UpSet Plot#
UpSet Plot offers a powerful alternative to Venn diagrams when dealing with multiple sets, making it easier to visualize complex relationships among sets.
Note
Set A collection of unique objects.
Item An object in a set.
Cardinality The number of items in the subset.
Degree The number of sets that intersect with each other.
Data Input#
There are three ways to represents multiple sets:
A list of sets and their respective items.
A list of items and the sets they belong to.
A sets × items table, use 0 or 1 to indicate an item’s presence in a set.
The UpsetData simplifies working with set data,
offering useful methods for querying information about various sets.
To demonstrate, we’ll use the Top 1000 movies from the IMDB database.
>>> from marsilea import load_data
>>> from marsilea.upset import UpsetData
>>> imdb = load_data('imdb')
>>> imdb = imdb.drop_duplicates('Title')
>>> upset_data = UpsetData.from_memberships(imdb.Genre.str.split(','))
Creating an UpSet Plot#
The Upset in Marsilea can be used to
create UpSet plot from UpsetData.
Like other visualizations in Marsilea,
simply call the render() method to bring your plot to life.
>>> from marsilea.upset import Upset
>>> us = Upset(upset_data, min_cardinality=15)
>>> us.render()
You may change the positions of components:
>>> us = Upset(upset_data, min_cardinality=15, add_labels="left",
... add_sets_size="right")
>>> us.render()
For finer control, you can add components manually:
>>> us = Upset(upset_data, min_cardinality=15, add_labels=False,
... add_sets_size=False)
>>> us.add_sets_label(side="left", pad=0, align="center")
>>> us.add_sets_size(side="left", pad=0)
>>> us.render()
Highlighting specific sets#
To emphasize specific sets, use the
highlight_subsets() method.
>>> us = Upset(upset_data, min_cardinality=15)
>>> us.highlight_subsets(facecolor='red', label="25~40",
... min_cardinality=25, max_cardinality=40)
>>> us.highlight_subsets(edgecolor='green', label="20~30",
... min_cardinality=20, max_cardinality=30)
>>> us.add_legends()
>>> us.render()
Visualizing Set and Item Attributes#
UpSet plots not only showcase intersections but also display the distribution of different attributes.
>>> items_attrs = imdb[['Title', 'Rating', 'Revenue (Millions)']].set_index('Title')
>>> imdb_data = UpsetData.from_memberships(imdb.Genre.str.split(','),
... items_names=imdb['Title'], items_attrs=items_attrs)
>>> us = Upset(imdb_data, min_cardinality=15)

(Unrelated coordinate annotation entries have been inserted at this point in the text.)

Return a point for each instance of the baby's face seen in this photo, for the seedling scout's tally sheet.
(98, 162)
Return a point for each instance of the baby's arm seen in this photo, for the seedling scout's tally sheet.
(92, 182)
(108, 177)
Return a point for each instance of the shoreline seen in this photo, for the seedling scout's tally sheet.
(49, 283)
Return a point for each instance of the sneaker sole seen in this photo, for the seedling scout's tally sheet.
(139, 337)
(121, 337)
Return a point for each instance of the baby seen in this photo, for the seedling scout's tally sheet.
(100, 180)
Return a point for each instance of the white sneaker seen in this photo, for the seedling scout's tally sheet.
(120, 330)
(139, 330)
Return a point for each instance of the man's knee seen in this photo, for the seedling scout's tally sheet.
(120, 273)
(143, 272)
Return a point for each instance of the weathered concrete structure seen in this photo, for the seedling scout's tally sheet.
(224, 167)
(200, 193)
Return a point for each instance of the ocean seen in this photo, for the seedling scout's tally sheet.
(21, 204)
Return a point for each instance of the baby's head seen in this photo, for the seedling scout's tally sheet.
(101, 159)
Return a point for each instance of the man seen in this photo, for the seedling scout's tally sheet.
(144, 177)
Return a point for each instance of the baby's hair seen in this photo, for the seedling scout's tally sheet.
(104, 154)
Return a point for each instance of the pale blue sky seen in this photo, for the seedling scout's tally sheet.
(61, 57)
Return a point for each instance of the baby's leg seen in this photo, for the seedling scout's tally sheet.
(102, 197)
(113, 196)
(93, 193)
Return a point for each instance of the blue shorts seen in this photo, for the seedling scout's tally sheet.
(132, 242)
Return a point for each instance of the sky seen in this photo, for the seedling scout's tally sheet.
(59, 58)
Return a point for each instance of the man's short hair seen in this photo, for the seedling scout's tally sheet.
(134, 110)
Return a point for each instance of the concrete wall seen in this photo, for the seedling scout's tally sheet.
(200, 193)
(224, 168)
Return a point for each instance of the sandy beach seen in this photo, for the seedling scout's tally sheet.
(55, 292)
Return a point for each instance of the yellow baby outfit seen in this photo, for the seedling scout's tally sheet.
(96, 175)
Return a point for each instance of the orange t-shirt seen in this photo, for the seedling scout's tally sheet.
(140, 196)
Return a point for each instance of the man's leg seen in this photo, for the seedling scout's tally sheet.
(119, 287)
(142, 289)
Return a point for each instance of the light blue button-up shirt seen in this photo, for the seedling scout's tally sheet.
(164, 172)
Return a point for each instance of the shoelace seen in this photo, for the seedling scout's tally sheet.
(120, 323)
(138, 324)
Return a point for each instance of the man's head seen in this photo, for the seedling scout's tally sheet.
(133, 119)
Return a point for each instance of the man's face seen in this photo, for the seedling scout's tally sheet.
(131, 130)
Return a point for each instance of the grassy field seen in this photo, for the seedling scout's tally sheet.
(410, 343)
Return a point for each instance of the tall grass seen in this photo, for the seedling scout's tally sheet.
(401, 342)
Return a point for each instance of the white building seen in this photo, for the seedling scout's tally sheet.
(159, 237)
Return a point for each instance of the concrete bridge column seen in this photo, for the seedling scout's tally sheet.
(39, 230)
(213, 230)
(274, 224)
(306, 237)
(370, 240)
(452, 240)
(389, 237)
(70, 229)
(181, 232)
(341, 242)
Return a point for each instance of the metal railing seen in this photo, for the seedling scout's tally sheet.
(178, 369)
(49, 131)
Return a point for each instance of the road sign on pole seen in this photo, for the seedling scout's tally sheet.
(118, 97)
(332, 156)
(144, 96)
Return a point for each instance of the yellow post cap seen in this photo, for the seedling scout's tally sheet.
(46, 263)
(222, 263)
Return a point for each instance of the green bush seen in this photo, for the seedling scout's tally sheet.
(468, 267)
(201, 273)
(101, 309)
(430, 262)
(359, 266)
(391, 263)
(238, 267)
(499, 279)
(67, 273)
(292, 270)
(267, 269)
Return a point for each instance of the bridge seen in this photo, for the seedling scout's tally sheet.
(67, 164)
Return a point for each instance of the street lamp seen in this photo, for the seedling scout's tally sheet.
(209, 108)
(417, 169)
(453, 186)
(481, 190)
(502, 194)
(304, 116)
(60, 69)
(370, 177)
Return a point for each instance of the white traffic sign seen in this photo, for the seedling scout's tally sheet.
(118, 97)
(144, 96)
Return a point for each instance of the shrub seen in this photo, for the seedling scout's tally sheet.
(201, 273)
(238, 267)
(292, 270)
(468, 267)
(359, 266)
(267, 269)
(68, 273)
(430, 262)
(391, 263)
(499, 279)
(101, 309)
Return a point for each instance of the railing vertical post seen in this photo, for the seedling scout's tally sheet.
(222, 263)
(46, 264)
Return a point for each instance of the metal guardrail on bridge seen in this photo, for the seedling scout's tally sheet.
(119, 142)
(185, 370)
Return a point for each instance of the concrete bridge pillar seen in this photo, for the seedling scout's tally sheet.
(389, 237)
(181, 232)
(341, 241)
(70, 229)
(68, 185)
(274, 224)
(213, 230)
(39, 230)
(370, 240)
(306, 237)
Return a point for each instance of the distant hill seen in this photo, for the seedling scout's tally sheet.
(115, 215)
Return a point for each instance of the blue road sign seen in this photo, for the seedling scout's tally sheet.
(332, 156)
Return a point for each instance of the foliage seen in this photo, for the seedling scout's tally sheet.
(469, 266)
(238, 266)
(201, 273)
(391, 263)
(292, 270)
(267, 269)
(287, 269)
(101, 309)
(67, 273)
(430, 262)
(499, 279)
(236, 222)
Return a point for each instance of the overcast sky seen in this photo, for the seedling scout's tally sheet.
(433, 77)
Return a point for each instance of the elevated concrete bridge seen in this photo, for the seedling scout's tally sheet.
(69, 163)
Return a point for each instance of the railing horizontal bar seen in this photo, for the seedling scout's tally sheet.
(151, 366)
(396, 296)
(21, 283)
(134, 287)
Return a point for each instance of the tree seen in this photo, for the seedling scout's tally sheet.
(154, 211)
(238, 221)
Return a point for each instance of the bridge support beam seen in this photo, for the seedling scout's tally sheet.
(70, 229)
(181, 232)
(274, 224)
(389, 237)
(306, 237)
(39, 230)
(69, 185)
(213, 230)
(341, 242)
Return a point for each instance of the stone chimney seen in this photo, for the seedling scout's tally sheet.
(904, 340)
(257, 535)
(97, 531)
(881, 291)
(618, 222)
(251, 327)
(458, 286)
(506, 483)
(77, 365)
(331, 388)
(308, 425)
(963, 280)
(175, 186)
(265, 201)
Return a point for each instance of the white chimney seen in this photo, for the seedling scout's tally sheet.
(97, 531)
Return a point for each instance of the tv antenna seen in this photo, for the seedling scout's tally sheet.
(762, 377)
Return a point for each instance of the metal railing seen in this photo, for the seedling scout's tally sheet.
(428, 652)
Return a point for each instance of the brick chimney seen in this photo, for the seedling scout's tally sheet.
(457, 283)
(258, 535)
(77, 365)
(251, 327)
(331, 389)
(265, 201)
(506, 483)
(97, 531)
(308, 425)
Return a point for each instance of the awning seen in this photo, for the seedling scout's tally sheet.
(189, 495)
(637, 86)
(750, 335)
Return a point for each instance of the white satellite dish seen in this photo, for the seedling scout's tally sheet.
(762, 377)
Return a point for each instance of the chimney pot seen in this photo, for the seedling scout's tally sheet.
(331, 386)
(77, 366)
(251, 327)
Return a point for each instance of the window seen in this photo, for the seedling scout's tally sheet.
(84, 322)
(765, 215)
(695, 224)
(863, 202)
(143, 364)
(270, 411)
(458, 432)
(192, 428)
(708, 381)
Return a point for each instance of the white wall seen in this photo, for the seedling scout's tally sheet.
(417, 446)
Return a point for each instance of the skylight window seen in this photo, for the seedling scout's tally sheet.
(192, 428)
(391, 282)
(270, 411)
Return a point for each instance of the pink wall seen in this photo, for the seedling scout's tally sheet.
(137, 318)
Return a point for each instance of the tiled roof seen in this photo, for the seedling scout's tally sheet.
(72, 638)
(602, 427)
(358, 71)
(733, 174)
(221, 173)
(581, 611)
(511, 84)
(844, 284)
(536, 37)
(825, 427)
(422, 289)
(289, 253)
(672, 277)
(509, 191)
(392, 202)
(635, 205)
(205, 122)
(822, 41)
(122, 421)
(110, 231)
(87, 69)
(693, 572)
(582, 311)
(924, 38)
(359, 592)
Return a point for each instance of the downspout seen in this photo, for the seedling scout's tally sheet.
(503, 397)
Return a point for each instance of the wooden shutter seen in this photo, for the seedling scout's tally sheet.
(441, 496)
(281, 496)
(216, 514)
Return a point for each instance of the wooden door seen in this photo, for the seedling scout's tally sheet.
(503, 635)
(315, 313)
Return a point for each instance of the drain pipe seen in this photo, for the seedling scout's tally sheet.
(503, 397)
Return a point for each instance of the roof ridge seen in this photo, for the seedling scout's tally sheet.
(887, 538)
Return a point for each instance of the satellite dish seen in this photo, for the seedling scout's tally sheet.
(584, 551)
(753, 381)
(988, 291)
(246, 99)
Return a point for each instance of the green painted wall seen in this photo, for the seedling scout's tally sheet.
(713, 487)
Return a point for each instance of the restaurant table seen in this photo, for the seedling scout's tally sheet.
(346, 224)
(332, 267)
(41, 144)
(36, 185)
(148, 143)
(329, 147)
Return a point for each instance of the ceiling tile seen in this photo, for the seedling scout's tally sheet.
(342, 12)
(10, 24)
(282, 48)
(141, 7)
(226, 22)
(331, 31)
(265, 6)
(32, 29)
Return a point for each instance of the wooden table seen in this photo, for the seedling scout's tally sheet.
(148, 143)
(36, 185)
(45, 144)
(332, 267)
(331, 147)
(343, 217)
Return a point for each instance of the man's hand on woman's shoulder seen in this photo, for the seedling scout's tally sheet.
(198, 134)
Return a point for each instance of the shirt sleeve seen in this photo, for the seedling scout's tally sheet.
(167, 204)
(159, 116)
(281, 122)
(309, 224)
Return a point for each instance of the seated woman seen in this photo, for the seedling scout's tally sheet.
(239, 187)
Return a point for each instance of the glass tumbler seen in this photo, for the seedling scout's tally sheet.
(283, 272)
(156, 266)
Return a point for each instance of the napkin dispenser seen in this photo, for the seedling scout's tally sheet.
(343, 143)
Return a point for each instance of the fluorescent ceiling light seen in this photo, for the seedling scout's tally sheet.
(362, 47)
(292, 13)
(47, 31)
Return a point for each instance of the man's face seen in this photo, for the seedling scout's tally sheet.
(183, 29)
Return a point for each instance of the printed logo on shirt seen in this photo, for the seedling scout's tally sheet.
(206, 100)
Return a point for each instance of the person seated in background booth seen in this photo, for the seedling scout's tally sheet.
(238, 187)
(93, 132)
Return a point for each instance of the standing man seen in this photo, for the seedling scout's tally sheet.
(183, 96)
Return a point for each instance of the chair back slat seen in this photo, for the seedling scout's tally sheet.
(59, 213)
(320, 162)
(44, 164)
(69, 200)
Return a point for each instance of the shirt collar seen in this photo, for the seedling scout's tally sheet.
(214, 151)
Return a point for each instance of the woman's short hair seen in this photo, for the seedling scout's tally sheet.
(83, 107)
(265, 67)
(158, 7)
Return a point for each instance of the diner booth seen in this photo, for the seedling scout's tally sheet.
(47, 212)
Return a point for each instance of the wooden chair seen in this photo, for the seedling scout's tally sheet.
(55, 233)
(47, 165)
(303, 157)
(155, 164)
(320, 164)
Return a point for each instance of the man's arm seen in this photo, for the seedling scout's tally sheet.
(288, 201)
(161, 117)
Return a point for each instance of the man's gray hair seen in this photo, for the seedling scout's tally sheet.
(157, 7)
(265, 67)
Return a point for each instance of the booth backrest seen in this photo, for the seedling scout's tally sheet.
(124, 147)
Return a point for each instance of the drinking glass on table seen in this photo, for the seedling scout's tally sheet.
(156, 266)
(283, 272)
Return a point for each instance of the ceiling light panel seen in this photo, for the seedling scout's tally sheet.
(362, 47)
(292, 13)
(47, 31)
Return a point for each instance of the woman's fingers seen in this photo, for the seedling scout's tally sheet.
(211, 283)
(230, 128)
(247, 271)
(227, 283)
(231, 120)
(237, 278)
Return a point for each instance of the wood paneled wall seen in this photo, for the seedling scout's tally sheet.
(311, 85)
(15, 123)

>>> us.add_items_attr("top", "Rating", "box", pad=.2, plot_kws=dict(color="orange", linewidth=1, fliersize=1))
>>> us.add_title(top="Rating")
>>> us.add_items_attr("bottom", "Revenue (Millions)", "strip", pad=.2, plot_kws=dict(size=1, color="#24936E"))
>>> us.add_title(bottom="Revenue (Millions)")
>>> us.render()